Lightly satirizing the culture of research, conferences and international collaboration, Donovan and Calderon bring the high minded goals and aspirations of the Climate Change movement into a context of four people with interpersonal problems. In this office,  group dynamics, competition, jealousy and dysfunction subvert their intentions and efforts to create meaningful research and advocacy for their stated cause.

Calderon plays the hapless and haughty team leader, Donovan a neurotic researcher. Paige Collette is Donovan’s frustrated and fed-up wife, Hannah Heller the ditzy scientist whose Amazon adventure leads to the loss of her boyfriend and three toes to a school of piranha.

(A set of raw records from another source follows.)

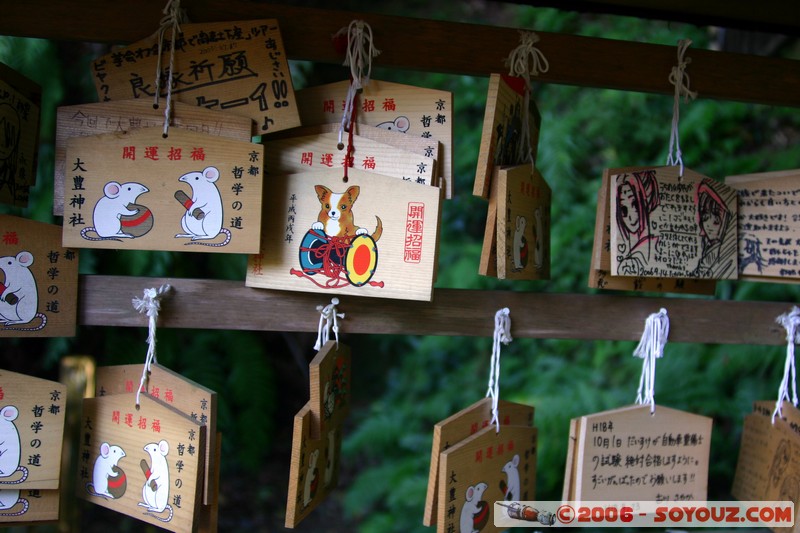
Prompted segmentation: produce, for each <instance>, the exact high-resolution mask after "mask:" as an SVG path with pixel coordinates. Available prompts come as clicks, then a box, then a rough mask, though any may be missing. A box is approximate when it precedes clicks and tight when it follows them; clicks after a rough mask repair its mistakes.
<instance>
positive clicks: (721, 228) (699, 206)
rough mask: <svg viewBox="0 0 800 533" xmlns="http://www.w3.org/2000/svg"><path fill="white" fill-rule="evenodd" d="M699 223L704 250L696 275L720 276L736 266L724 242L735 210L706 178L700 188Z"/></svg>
mask: <svg viewBox="0 0 800 533" xmlns="http://www.w3.org/2000/svg"><path fill="white" fill-rule="evenodd" d="M696 198H697V199H696V204H697V225H698V227H699V228H700V250H699V257H698V262H697V267H696V268H695V270H694V275H695V276H697V277H700V278H716V277H720V274H721V273H723V272H725V271H727V270H728V269H730V268H733V259H732V258H731V257H730V254H728V253H723V252H722V244H723V241H724V240H725V235H726V233H727V231H728V226H729V225H730V222H731V219H732V218H733V217H732V215H731V211H730V209H729V208H728V206H727V205H726V204H725V201H724V200H723V199H722V198H721V197H720V195H719V193H717V191H715V190H714V188H713V182H711V180H703V182H702V183H700V185H698V187H697V196H696Z"/></svg>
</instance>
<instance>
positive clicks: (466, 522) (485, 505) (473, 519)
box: [459, 483, 489, 533]
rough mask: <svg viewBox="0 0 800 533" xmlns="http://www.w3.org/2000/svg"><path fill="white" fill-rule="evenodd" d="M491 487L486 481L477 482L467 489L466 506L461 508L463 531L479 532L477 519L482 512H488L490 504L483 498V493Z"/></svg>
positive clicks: (480, 514)
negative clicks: (484, 501)
mask: <svg viewBox="0 0 800 533" xmlns="http://www.w3.org/2000/svg"><path fill="white" fill-rule="evenodd" d="M488 487H489V485H487V484H486V483H476V484H475V485H474V486H471V487H469V488H468V489H467V494H466V499H465V501H464V506H463V507H462V508H461V518H460V520H459V524H460V525H461V533H478V531H480V530H479V529H477V528H476V527H475V519H476V518H478V517H479V515H481V514H482V513H488V504H487V503H486V502H484V501H482V500H481V498H483V493H484V492H485V491H486V489H487V488H488Z"/></svg>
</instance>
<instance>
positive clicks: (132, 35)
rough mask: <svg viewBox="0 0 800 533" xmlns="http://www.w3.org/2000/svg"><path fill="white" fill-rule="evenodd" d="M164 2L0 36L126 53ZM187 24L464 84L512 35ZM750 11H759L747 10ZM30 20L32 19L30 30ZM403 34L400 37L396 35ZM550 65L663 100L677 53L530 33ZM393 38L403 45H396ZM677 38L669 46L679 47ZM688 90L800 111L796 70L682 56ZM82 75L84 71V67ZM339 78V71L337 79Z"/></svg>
mask: <svg viewBox="0 0 800 533" xmlns="http://www.w3.org/2000/svg"><path fill="white" fill-rule="evenodd" d="M163 3H164V2H163V0H118V1H116V2H103V1H100V0H83V1H81V2H77V3H76V2H62V1H60V0H27V1H25V2H7V3H6V5H4V6H3V16H2V17H0V34H4V35H22V36H29V37H44V38H52V39H61V40H83V41H94V42H105V43H130V42H132V41H136V40H139V39H142V38H144V37H145V36H147V35H150V34H152V33H153V32H154V31H155V29H156V28H157V25H158V20H159V18H160V16H161V9H162V7H163V6H162V4H163ZM182 6H183V7H184V8H185V9H186V10H187V12H188V14H189V17H190V19H191V20H192V21H193V22H204V21H222V20H228V21H235V20H243V19H257V18H276V19H278V22H279V24H280V28H281V33H282V36H283V40H284V44H285V47H286V50H287V54H288V55H289V57H290V58H291V59H302V60H309V61H316V62H323V63H331V64H341V63H342V60H343V57H342V56H341V55H340V54H339V53H338V52H337V51H336V50H335V49H334V46H333V45H332V42H331V35H333V34H334V33H336V32H337V31H338V30H339V29H341V28H342V27H345V26H347V24H348V23H349V22H350V21H352V20H354V19H362V20H365V21H366V22H368V23H369V24H370V26H371V27H372V29H373V32H374V36H375V42H376V45H377V47H378V48H379V49H380V50H381V51H382V53H381V55H380V56H379V57H378V58H377V59H376V63H375V64H376V65H380V66H385V67H390V68H400V69H412V70H424V71H434V72H443V73H452V74H463V75H471V76H487V75H489V74H491V73H492V72H502V71H504V70H505V68H506V67H504V65H503V61H504V59H505V58H506V57H507V56H508V54H509V52H510V51H511V50H512V49H513V48H514V47H516V46H517V44H518V42H519V31H518V30H517V29H514V28H502V27H495V26H486V25H480V24H467V23H460V22H447V21H439V20H427V19H415V18H408V17H399V16H388V15H378V14H373V13H354V12H348V11H338V10H321V9H312V8H304V7H294V6H286V5H277V4H266V3H256V2H246V1H242V0H185V1H184V2H183V3H182ZM754 9H757V8H754ZM31 13H40V14H41V17H39V18H38V19H37V23H36V24H31V23H30V20H31V19H30V17H31ZM400 28H402V32H399V31H398V30H399V29H400ZM537 33H538V34H539V36H540V38H541V40H540V42H539V48H540V49H541V50H542V52H543V53H544V54H545V55H546V56H547V58H548V60H549V62H550V69H549V71H548V72H546V73H543V74H541V75H540V76H538V80H539V81H540V82H545V83H558V84H567V85H578V86H586V87H598V88H612V89H620V90H630V91H642V92H654V93H662V94H669V95H671V94H672V92H673V88H672V86H671V85H670V84H669V82H668V76H669V73H670V69H671V68H672V66H673V65H674V64H675V62H676V55H677V54H676V49H675V48H676V47H673V46H664V45H655V44H646V43H639V42H627V41H618V40H611V39H600V38H595V37H581V36H576V35H565V34H558V33H546V32H537ZM398 35H401V36H402V37H398ZM678 37H679V36H676V45H677V38H678ZM687 57H691V60H692V62H691V64H690V65H689V68H688V72H689V75H690V77H691V89H692V90H695V91H697V92H698V93H699V97H700V98H715V99H724V100H738V101H748V102H759V103H764V104H771V105H783V106H792V107H798V106H800V61H793V60H787V59H779V58H768V57H756V56H749V55H742V54H732V53H724V52H715V51H710V50H700V49H696V48H690V49H689V51H688V53H687ZM87 68H88V66H87ZM343 75H344V70H343Z"/></svg>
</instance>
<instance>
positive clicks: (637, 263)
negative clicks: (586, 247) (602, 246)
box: [615, 170, 659, 276]
mask: <svg viewBox="0 0 800 533" xmlns="http://www.w3.org/2000/svg"><path fill="white" fill-rule="evenodd" d="M616 187H617V205H616V214H615V215H616V224H617V229H618V231H619V233H620V236H621V237H622V241H623V244H622V245H621V246H620V249H619V250H617V252H618V253H619V255H618V257H617V259H618V263H619V267H618V272H619V275H621V276H636V275H641V274H643V273H644V270H645V268H646V266H647V263H648V262H649V261H650V255H651V253H652V250H653V248H654V247H655V245H656V243H657V242H658V237H657V236H654V235H651V233H650V215H651V213H652V212H653V211H654V210H655V209H656V207H658V203H659V198H658V182H657V181H656V175H655V171H654V170H647V171H643V172H633V173H630V174H625V175H623V176H620V177H619V178H618V179H617V181H616Z"/></svg>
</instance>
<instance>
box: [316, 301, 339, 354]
mask: <svg viewBox="0 0 800 533" xmlns="http://www.w3.org/2000/svg"><path fill="white" fill-rule="evenodd" d="M337 305H339V298H331V303H329V304H328V305H326V306H324V307H323V306H321V305H318V306H317V312H318V313H319V314H320V315H319V327H318V328H317V342H316V343H315V344H314V349H315V350H321V349H322V347H323V346H324V345H325V343H326V342H328V340H329V339H330V336H331V330H333V335H334V337H335V338H336V348H337V349H338V348H339V322H338V320H337V319H338V318H344V313H338V312H337V311H336V306H337Z"/></svg>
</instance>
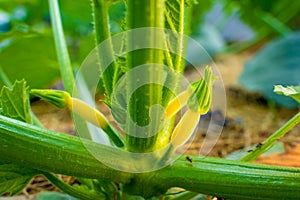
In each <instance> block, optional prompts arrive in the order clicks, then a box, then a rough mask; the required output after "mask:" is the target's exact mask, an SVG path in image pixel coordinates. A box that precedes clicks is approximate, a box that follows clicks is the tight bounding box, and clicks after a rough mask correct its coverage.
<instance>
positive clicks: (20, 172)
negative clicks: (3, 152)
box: [0, 161, 39, 196]
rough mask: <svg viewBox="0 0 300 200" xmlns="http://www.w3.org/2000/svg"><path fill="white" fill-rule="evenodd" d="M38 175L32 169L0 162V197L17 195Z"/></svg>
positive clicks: (21, 166) (12, 164)
mask: <svg viewBox="0 0 300 200" xmlns="http://www.w3.org/2000/svg"><path fill="white" fill-rule="evenodd" d="M38 173H39V172H38V171H36V170H33V169H28V168H25V167H22V166H18V165H15V164H12V163H7V162H2V161H0V195H3V194H5V193H9V194H10V195H11V196H13V195H15V194H18V193H19V192H20V191H21V190H22V189H23V188H25V187H26V186H27V184H28V183H29V182H30V180H31V179H32V178H33V176H35V175H37V174H38Z"/></svg>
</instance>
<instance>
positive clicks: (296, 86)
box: [274, 85, 300, 103]
mask: <svg viewBox="0 0 300 200" xmlns="http://www.w3.org/2000/svg"><path fill="white" fill-rule="evenodd" d="M274 92H276V93H277V94H282V95H285V96H288V97H292V98H293V99H295V100H296V101H297V102H298V103H300V86H288V87H283V86H282V85H275V87H274Z"/></svg>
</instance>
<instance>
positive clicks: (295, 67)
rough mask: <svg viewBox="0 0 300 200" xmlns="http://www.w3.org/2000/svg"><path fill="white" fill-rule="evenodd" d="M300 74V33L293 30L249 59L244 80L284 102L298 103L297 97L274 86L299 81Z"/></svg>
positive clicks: (241, 81) (240, 78)
mask: <svg viewBox="0 0 300 200" xmlns="http://www.w3.org/2000/svg"><path fill="white" fill-rule="evenodd" d="M299 74H300V35H299V34H298V33H293V34H290V35H289V36H287V37H284V38H281V39H277V40H274V41H273V42H270V43H269V44H267V45H266V46H265V47H264V48H262V49H261V50H260V51H259V52H258V53H257V54H256V55H255V57H254V58H253V59H252V60H250V61H249V62H248V63H246V66H245V68H244V70H243V72H242V74H241V75H240V77H239V81H240V83H241V84H242V85H243V86H245V87H246V88H247V89H249V90H251V91H258V92H260V93H262V94H263V95H264V96H265V97H266V98H267V99H269V100H272V101H274V102H275V103H277V104H278V105H280V106H284V107H290V108H293V107H296V106H297V105H298V104H297V102H295V101H294V100H292V99H290V98H288V97H284V96H279V95H277V94H274V93H273V86H274V85H276V84H282V85H297V84H298V83H299Z"/></svg>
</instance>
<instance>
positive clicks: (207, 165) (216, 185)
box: [149, 157, 300, 199]
mask: <svg viewBox="0 0 300 200" xmlns="http://www.w3.org/2000/svg"><path fill="white" fill-rule="evenodd" d="M191 158H192V159H193V162H192V163H190V162H189V161H187V160H186V158H185V157H183V158H181V159H180V160H177V161H176V162H175V163H174V164H173V165H172V166H171V167H169V168H164V169H162V170H159V171H157V172H156V173H154V176H153V177H152V178H150V180H149V185H155V187H157V188H161V187H165V188H169V187H170V186H177V187H182V188H185V189H187V190H190V191H194V192H199V193H202V194H208V195H213V196H217V197H222V198H225V199H227V198H228V199H298V198H300V170H299V169H293V168H282V167H272V166H266V165H255V164H246V163H239V162H236V161H229V160H224V159H219V158H210V157H191Z"/></svg>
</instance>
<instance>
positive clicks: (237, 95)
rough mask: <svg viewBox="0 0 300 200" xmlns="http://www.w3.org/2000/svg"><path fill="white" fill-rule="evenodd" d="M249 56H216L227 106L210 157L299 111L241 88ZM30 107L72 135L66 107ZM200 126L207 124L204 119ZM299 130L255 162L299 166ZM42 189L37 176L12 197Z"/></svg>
mask: <svg viewBox="0 0 300 200" xmlns="http://www.w3.org/2000/svg"><path fill="white" fill-rule="evenodd" d="M252 56H253V53H251V52H245V53H242V54H238V55H223V56H222V57H219V58H217V59H216V65H217V67H218V69H219V70H220V72H221V74H222V78H223V82H224V85H225V88H226V97H227V104H226V106H227V109H226V113H220V112H216V120H217V119H218V115H224V116H226V121H225V124H224V127H223V131H222V134H221V135H220V137H219V139H218V141H217V143H216V145H215V146H214V148H213V149H212V151H210V152H209V154H208V155H210V156H215V157H226V156H227V155H228V154H230V153H232V152H234V151H241V152H242V151H245V150H243V149H244V148H246V147H250V146H252V145H256V144H259V143H260V142H263V141H264V139H265V138H267V137H268V136H269V135H270V134H272V133H273V132H274V131H275V130H277V129H278V128H279V127H280V126H281V125H283V124H284V123H285V122H286V121H288V119H290V118H291V117H292V116H293V115H294V114H296V113H297V112H298V111H299V110H288V109H283V108H278V107H274V106H269V105H268V102H267V101H266V100H265V99H264V98H263V97H262V96H260V95H259V94H252V93H249V92H247V91H246V90H244V89H243V88H241V86H240V85H239V84H238V81H237V78H238V76H239V74H240V72H241V70H242V69H243V65H244V63H245V62H246V61H247V60H248V59H250V58H251V57H252ZM193 72H194V69H192V68H189V69H187V71H186V76H187V77H188V78H189V79H193V74H194V73H193ZM102 108H103V107H102ZM32 109H33V111H34V113H35V114H36V115H37V117H38V118H39V119H40V120H41V122H42V123H43V124H44V126H45V127H47V128H48V129H51V130H55V131H59V132H64V133H67V134H71V135H75V129H74V126H73V124H72V119H71V117H70V115H69V112H68V111H67V110H65V109H63V110H58V109H56V108H55V107H53V106H51V105H49V104H47V103H45V102H42V101H37V102H34V103H32ZM201 126H203V127H205V126H207V124H205V119H204V123H202V124H201ZM205 132H206V131H204V130H203V129H201V128H200V129H199V131H198V133H197V134H196V136H195V138H194V141H193V143H192V144H191V145H190V147H189V149H188V151H187V152H186V153H187V154H194V155H199V150H200V147H201V144H202V143H203V138H204V137H205ZM299 132H300V126H299V125H298V126H296V127H295V128H294V129H293V130H292V131H290V132H289V133H288V134H287V135H286V136H285V137H284V138H282V139H281V141H282V142H283V144H284V147H285V152H278V153H276V152H275V153H273V154H271V155H268V156H261V157H260V158H259V159H258V160H256V162H257V163H264V164H272V165H282V166H290V167H300V136H299ZM61 178H62V179H64V180H65V181H66V182H68V183H70V184H72V183H74V182H75V181H76V180H75V179H74V178H71V177H66V176H61ZM44 190H56V189H55V188H54V187H53V186H52V185H51V184H50V183H49V182H48V181H46V180H45V179H44V178H42V177H39V176H38V177H36V178H34V179H33V180H32V182H31V183H30V184H29V186H28V187H27V188H26V189H24V191H23V192H22V195H19V196H18V197H14V199H34V198H35V196H36V194H37V193H38V192H40V191H44ZM0 199H1V198H0Z"/></svg>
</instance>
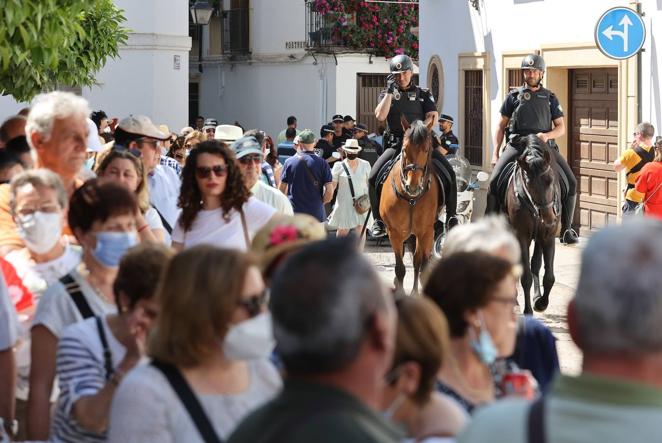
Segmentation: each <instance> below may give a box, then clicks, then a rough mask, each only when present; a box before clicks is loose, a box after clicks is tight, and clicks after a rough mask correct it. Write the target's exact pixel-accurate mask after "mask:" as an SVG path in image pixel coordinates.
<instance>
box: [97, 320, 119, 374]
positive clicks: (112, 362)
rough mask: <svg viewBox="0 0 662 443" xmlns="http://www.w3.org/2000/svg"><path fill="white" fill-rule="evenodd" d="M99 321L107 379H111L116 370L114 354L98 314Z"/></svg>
mask: <svg viewBox="0 0 662 443" xmlns="http://www.w3.org/2000/svg"><path fill="white" fill-rule="evenodd" d="M94 318H95V319H96V322H97V330H98V331H99V340H101V347H102V348H103V365H104V367H105V368H106V380H108V379H110V376H111V375H113V372H115V370H114V369H113V354H112V353H111V352H110V347H109V346H108V340H106V332H105V331H104V329H103V325H102V324H101V317H99V316H98V315H97V316H96V317H94Z"/></svg>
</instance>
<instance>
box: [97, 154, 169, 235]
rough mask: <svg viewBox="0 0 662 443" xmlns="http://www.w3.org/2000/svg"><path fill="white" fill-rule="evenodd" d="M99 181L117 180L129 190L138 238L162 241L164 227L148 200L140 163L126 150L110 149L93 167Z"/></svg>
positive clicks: (113, 180)
mask: <svg viewBox="0 0 662 443" xmlns="http://www.w3.org/2000/svg"><path fill="white" fill-rule="evenodd" d="M96 173H97V176H98V177H99V181H100V182H101V183H117V184H119V185H122V186H124V187H125V188H127V189H128V190H129V191H131V192H133V193H134V194H135V195H136V198H137V199H138V206H139V207H140V211H139V212H138V214H136V226H137V227H138V236H139V237H140V240H141V241H151V242H158V243H163V242H164V241H165V240H164V238H165V229H164V228H163V222H162V221H161V217H159V214H158V212H156V209H154V208H153V207H152V205H151V204H150V203H149V191H148V189H147V180H146V177H145V170H144V168H143V164H142V162H141V161H140V159H139V158H138V157H136V156H135V155H133V154H131V153H130V152H129V151H119V150H112V151H110V152H109V153H108V155H106V156H105V157H104V158H103V160H101V164H99V167H98V168H97V170H96Z"/></svg>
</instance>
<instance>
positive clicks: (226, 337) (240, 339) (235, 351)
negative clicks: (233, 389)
mask: <svg viewBox="0 0 662 443" xmlns="http://www.w3.org/2000/svg"><path fill="white" fill-rule="evenodd" d="M275 345H276V342H275V340H274V336H273V331H272V329H271V314H270V313H268V312H265V313H262V314H260V315H257V316H256V317H253V318H251V319H248V320H245V321H242V322H241V323H237V324H236V325H234V326H231V327H230V330H229V331H228V333H227V334H226V336H225V340H224V341H223V345H222V348H223V353H224V354H225V357H226V358H227V359H228V360H257V359H261V358H267V357H268V356H269V354H271V351H273V349H274V346H275Z"/></svg>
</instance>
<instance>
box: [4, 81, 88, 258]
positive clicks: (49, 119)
mask: <svg viewBox="0 0 662 443" xmlns="http://www.w3.org/2000/svg"><path fill="white" fill-rule="evenodd" d="M89 114H90V108H89V106H88V104H87V100H85V99H84V98H82V97H79V96H77V95H75V94H72V93H70V92H62V91H54V92H49V93H47V94H41V95H38V96H37V98H35V100H34V102H33V105H32V107H31V109H30V114H29V115H28V120H27V123H26V126H25V134H26V138H27V140H28V143H29V144H30V147H31V148H32V149H33V150H34V151H35V152H36V154H37V163H36V165H35V167H37V168H46V169H50V170H51V171H53V172H55V173H56V174H57V175H58V176H59V177H60V179H61V180H62V183H63V184H64V188H65V190H66V191H67V194H68V195H69V196H71V194H72V193H73V192H74V190H75V189H76V188H77V187H78V186H80V185H81V184H82V183H81V182H79V181H77V180H76V176H77V174H78V173H79V171H80V170H81V168H82V167H83V164H84V163H85V160H87V133H88V129H87V116H88V115H89ZM65 233H69V232H68V227H65ZM22 247H23V242H22V241H21V239H20V237H19V236H18V233H17V230H16V225H15V224H14V221H13V220H12V217H11V214H10V212H9V185H1V186H0V255H2V256H4V255H6V254H7V253H8V252H10V251H12V250H14V249H19V248H22Z"/></svg>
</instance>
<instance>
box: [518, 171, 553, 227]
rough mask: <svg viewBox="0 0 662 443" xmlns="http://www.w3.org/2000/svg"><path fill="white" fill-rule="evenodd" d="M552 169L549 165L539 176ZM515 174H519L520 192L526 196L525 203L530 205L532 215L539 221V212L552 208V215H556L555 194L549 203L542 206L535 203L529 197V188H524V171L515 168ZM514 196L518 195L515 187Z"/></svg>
mask: <svg viewBox="0 0 662 443" xmlns="http://www.w3.org/2000/svg"><path fill="white" fill-rule="evenodd" d="M551 169H552V167H551V166H550V165H548V166H547V168H545V170H544V171H542V173H541V175H543V174H546V173H547V172H548V171H549V170H551ZM517 172H518V173H519V179H520V183H521V184H522V190H523V191H524V195H525V196H526V201H528V202H529V203H531V205H530V206H531V210H532V212H533V215H534V216H535V217H536V218H537V219H539V218H540V211H541V210H542V209H548V208H552V209H554V215H558V214H557V211H556V207H555V205H554V204H555V203H556V193H554V197H552V199H551V201H550V202H549V203H544V204H539V203H537V202H536V201H535V200H534V199H533V196H532V195H531V192H530V191H529V188H528V187H527V186H526V180H524V170H523V169H522V168H520V167H519V166H518V167H517ZM515 194H516V195H517V197H520V196H519V193H518V192H517V186H516V187H515Z"/></svg>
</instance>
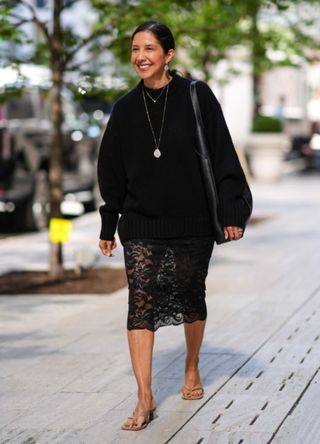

The Climate Chronicles is entertaining, if somewhat familiar. The collaborators’ influences are readily apparent in the structure and staging of the work. I saw hints of Big Dance Theater and Witness Relocation, maybe some Anne Bogart. Surreal dialogue is interspersed with dance numbers, incongruity and non-sequiturs punctuate dramatic moments, mention of a “jaguar” has a double meaning – the car and the animal – and is illustrated with one of the characters moving around the stage like a wild cat. The abstract becomes literal, ideals are subverted to the mundane – no matter how we try to rise above, we are trapped in a world of other people, negotiating interpersonal relationships, playing power games, trying to get along as best we can.

Calderon does a nice job as bureaucrat and team leader, simultaneously pompous and ridiculous. Sean Donovan is one of my fave downtown actors, with his big eyes and lanky body, he always seems a little surprised and freaked out, a little startled by the absurdity of any given situation. And yet he manages to bring a certain emotional realness and humanity to any given situation. Hannah Heller is very funny as the neurotic, doughnut-eating, gossipy member of the team. And Paige Collette really brings it as the spunky dissenter of the group, trying to free herself from her marriage to Donovan, occasionally at odds with the group at large. She’s a fun and compelling presence onstage.

Clocking in at just over an hour – I think – The Climate Chronicles is more like an appetizer than an entree, the collaborators have begun to sketch out some interesting scenarios and work together nicely. The whole notion of Climate Change is not really central to the show – they could have been accountants or anything else – it was really a device to put four different people in a room and see what they do. It is a good frame and provides for some context, but could have been more fully integrated into the piece. They have done a good job of portraying the characters in an economical way – you pretty much know who everybody is and what motivates them within the first few minutes of them being onstage. But they might have gone a little further.

Overall  The Climate Chronicles is a solid piece of downtown theater. It may be stylistically familiar, but it is a good effort from some talented artists. Hopefully they will continue to develop new projects, move forward from their immediate influences and start to find a creative voice that is more singular. I look forward to seeing what comes next!